Financial institutions and corporations, as well as individual investors and researchers, often use financial time series data (such as asset prices, exchange rates, GDP, inflation, and other macroeconomic indicators) in economic forecasts, stock market analysis, or studies of the data itself.
But refining data is key to being able to apply it to your stock analysis. In this article, we'll show you how to isolate the data points that are relevant to your stock reports.
- In statistics, a time series analysis involves measuring how things change over time with respect to certain variables of interest.
- When a time series is stationary, it means that certain attributes of the data do not change over time.
- However, some time series are non-stationary, whereby values and associations between and among variables do vary with time.
- In finance, many processes are non-stationary, and so must be handled appropriate.
Intro to Stationary and Non-Stationary Processes
Non-Stationary Time Series Data
Non-stationary data, as a rule, are unpredictable and cannot be modeled or forecasted. The results obtained by using non-stationary time series may be spurious in that they may indicate a relationship between two variables where one does not exist. In order to receive consistent, reliable results, the non-stationary data needs to be transformed into stationary data.
In contrast to the non-stationary process that has a variable variance and a mean that does not remain near, or returns to a long-run mean over time, the stationary process reverts around a constant long-term mean and has a constant variance independent of time.
Types of Non-Stationary Processes
Before we get to the point of transformation for the non-stationary financial time series data, we should distinguish between the different types of non-stationary processes. This will provide us with a better understanding of the processes and allow us to apply the correct transformation.
Examples of non-stationary processes are random walk with or without a drift (a slow steady change) and deterministic trends (trends that are constant, positive, or negative, independent of time for the whole life of the series).
- Pure Random Walk (Yt = Yt-1 + εt ) Random walk predicts that the value at time "t" will be equal to the last period value plus a stochastic (non-systematic) component that is a white noise, which means εt is independent and identically distributed with mean "0" and variance "σ²." Random walk can also be named a process integrated of some order, a process with a unit root or a process with a stochastic trend. It is a non-mean-reverting process that can move away from the mean either in a positive or negative direction. Another characteristic of a random walk is that the variance evolves over time and goes to infinity as time goes to infinity; therefore, a random walk cannot be predicted.
- Random Walk with Drift (Yt = α + Yt-1 + εt ) If the random walk model predicts that the value at time "t" will equal the last period's value plus a constant, or drift (α), and a white noise term (εt), then the process is random walk with a drift. It also does not revert to a long-run mean and has variance dependent on time.
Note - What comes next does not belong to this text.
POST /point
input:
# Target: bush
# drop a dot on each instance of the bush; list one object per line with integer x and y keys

- Deterministic Trend (Yt = α + βt + εt ) Often a random walk with a drift is confused for a deterministic trend. Both include a drift and a white noise component, but the value at time "t" in the case of a random walk is regressed on the last period's value (Yt-1), while in the case of a deterministic trend it is regressed on a time trend (βt). A non-stationary process with a deterministic trend has a mean that grows around a fixed trend, which is constant and independent of time.
- Random Walk with Drift and Deterministic Trend (Yt = α + Yt-1 + βt + εt ) Another example is a non-stationary process that combines a random walk with a drift component (α) and a deterministic trend (βt). It specifies the value at time "t" by the last period's value, a drift, a trend, and a stochastic component.
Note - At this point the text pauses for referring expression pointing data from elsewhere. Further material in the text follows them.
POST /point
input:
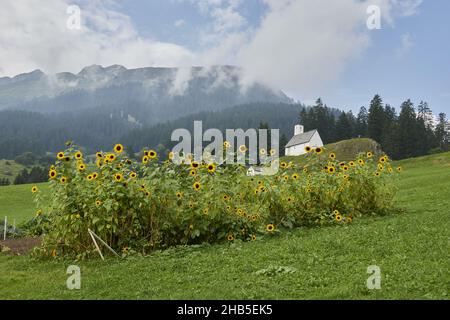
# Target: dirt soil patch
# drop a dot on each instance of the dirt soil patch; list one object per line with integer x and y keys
{"x": 19, "y": 246}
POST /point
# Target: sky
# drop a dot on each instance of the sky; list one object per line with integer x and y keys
{"x": 308, "y": 49}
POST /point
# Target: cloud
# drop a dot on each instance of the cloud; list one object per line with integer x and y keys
{"x": 34, "y": 35}
{"x": 179, "y": 23}
{"x": 405, "y": 45}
Trend and Difference Stationary
A random walk with or without a drift can be transformed to a stationary process by differencing (subtracting Yt-1 from Yt, taking the difference Yt - Yt-1) correspondingly to Yt - Yt-1 = εt or Yt - Yt-1 = α + εt and then the process becomes difference-stationary. The disadvantage of differencing is that the process loses one observation each time the difference is taken.
A non-stationary process with a deterministic trend becomes stationary after removing the trend, or detrending. For example, Yt = α + βt + εt is transformed into a stationary process by subtracting the trend βt: Yt - βt = α + εt, as shown in the figure below. No observation is lost when detrending is used to transform a non-stationary process to a stationary one.
In the case of a random walk with a drift and deterministic trend, detrending can remove the deterministic trend and the drift, but the variance will continue to go to infinity. As a result, differencing must also be applied to remove the stochastic trend.
The Bottom Line
Using non-stationary time series data in financial models produces unreliable and spurious results and leads to poor understanding and forecasting. The solution to the problem is to transform the time series data so that it becomes stationary. If the non-stationary process is a random walk with or without a drift, it is transformed to stationary process by differencing. On the other hand, if the time series data analyzed exhibits a deterministic trend, the spurious results can be avoided by detrending.
Sometimes the non-stationary series may combine a stochastic and deterministic trend at the same time and to avoid obtaining misleading results both differencing and detrending should be applied, as differencing will remove the trend in the variance and detrending will remove the deterministic trend.